The problem is that “mobile” means a great many things, not all related. Traditionally, mobile meant support for devices with very small screens and very slow data connections and browsers that are slightly more powerful than Lynx (a popular text-only console browser from the early ‘90s). Of course, that simplistic view of the market was never really accurate to begin with.
Today's computing market is almost frighteningly heterogeneous. All of those attributes of “mobile” exist, but not together. The majority of smartphones in the wild today have data connections that exceed the bandwidth of low-end DSL landline connections, yet have terrible latency.

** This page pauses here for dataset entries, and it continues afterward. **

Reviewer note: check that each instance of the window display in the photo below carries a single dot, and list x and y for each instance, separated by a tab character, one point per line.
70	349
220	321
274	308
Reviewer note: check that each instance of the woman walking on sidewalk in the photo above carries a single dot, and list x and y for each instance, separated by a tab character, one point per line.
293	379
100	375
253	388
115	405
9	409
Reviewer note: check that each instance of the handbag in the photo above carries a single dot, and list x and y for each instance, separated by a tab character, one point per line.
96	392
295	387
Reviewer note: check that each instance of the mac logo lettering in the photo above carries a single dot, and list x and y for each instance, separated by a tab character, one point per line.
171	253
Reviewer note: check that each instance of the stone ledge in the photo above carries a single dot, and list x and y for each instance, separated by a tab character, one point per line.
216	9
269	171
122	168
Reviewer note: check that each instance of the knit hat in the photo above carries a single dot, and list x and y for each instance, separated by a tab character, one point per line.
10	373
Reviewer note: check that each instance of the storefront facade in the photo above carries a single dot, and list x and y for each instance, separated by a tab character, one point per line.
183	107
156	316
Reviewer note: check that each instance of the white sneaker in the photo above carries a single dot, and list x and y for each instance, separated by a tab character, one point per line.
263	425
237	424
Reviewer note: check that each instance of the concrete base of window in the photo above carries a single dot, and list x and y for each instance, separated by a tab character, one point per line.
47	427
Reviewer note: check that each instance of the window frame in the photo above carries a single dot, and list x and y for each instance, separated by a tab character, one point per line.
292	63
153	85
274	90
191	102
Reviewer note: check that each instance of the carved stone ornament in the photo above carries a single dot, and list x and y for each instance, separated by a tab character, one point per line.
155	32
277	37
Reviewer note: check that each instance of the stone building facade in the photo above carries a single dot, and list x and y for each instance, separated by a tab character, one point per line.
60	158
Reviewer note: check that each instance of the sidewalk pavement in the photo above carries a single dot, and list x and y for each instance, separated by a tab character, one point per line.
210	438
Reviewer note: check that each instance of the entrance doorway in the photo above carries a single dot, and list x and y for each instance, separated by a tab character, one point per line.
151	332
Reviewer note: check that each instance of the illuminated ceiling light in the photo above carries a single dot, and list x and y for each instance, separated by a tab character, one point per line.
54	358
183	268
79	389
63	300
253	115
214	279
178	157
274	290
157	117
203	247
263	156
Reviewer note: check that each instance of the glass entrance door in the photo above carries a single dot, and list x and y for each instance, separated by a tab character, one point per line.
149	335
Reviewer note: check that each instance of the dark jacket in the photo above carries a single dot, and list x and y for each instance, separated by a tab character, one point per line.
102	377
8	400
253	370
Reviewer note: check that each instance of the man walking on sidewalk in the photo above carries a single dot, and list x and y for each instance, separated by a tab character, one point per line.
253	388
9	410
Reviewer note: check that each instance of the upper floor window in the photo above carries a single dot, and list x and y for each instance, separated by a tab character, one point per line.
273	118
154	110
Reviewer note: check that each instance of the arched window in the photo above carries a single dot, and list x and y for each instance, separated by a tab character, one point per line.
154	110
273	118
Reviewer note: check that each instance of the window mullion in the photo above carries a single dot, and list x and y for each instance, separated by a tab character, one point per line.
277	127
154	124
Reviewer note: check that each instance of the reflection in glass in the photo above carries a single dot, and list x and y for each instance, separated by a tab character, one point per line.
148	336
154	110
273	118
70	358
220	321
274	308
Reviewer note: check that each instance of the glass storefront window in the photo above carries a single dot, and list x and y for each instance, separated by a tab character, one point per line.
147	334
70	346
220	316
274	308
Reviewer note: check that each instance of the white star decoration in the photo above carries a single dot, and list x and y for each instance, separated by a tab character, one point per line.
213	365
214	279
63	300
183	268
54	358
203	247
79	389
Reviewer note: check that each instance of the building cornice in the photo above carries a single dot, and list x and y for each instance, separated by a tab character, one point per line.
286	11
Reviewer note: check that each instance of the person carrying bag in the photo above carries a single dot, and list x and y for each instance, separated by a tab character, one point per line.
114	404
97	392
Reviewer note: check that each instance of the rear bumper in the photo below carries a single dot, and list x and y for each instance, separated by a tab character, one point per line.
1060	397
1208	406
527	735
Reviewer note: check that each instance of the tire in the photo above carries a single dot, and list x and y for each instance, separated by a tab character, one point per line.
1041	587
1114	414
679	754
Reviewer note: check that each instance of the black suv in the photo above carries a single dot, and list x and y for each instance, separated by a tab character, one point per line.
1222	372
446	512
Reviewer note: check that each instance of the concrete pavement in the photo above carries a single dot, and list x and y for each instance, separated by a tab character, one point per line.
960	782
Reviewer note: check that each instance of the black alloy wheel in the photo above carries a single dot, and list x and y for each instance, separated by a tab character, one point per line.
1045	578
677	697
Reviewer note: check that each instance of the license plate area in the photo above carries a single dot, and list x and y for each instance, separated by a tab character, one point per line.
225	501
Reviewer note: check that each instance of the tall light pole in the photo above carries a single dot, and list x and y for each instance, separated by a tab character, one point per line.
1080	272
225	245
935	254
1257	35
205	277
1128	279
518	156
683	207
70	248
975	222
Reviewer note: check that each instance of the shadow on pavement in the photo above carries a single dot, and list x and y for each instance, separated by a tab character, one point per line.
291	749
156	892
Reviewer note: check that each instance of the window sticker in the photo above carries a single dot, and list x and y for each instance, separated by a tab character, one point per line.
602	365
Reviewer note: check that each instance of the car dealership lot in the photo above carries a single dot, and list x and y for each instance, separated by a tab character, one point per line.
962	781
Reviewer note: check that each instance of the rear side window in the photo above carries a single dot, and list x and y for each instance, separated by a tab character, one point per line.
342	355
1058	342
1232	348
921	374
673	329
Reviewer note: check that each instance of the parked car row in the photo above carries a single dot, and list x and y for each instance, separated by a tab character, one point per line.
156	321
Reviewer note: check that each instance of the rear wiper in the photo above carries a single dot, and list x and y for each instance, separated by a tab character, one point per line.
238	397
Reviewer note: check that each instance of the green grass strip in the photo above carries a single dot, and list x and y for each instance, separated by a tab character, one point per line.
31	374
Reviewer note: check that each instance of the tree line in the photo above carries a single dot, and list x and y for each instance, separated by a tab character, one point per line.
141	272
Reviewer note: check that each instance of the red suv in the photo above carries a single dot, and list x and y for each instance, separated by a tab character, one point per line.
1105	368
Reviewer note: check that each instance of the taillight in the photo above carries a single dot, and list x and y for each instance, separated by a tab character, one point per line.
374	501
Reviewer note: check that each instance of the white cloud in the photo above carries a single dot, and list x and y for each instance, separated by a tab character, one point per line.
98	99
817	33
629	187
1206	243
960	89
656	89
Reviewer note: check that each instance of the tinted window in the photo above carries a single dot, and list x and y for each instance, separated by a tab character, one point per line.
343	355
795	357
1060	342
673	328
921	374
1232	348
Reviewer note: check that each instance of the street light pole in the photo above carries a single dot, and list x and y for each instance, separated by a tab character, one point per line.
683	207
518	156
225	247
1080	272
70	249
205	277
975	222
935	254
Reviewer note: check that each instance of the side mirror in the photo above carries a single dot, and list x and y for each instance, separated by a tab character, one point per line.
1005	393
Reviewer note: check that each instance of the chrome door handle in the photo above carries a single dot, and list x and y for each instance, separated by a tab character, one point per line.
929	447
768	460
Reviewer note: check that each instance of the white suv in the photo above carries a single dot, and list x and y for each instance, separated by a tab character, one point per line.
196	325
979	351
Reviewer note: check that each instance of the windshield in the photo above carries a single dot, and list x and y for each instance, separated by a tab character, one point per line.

Meanwhile, even large-screen laptops are frequently connected to over-burdened hotel or airport WiFi connections slower than the smartphone sitting next to them.
Smartphone screens can be found in sizes anywhere from 2.5" square to 4.3" rectangular. Above that is the tablet market, with screen sizes ranging from 5" to 10" butting up against smaller laptops like the MacBook Air. Over-laying those are netbooks, which have wide-but-thin screens of various sizes with keyboards of hit-or-miss quality. And all of those could be on super-fast Wireless-N networks that put the cable modems of only a few years ago to shame. And let us not forget the browser capabilities on the various mobile operating systems: Mac OS, Windows, Windows Mobile, webOS, iOS, Android, and market-leaders RIM and Symbian: All have different capabilities, even if they use the same underlying engine.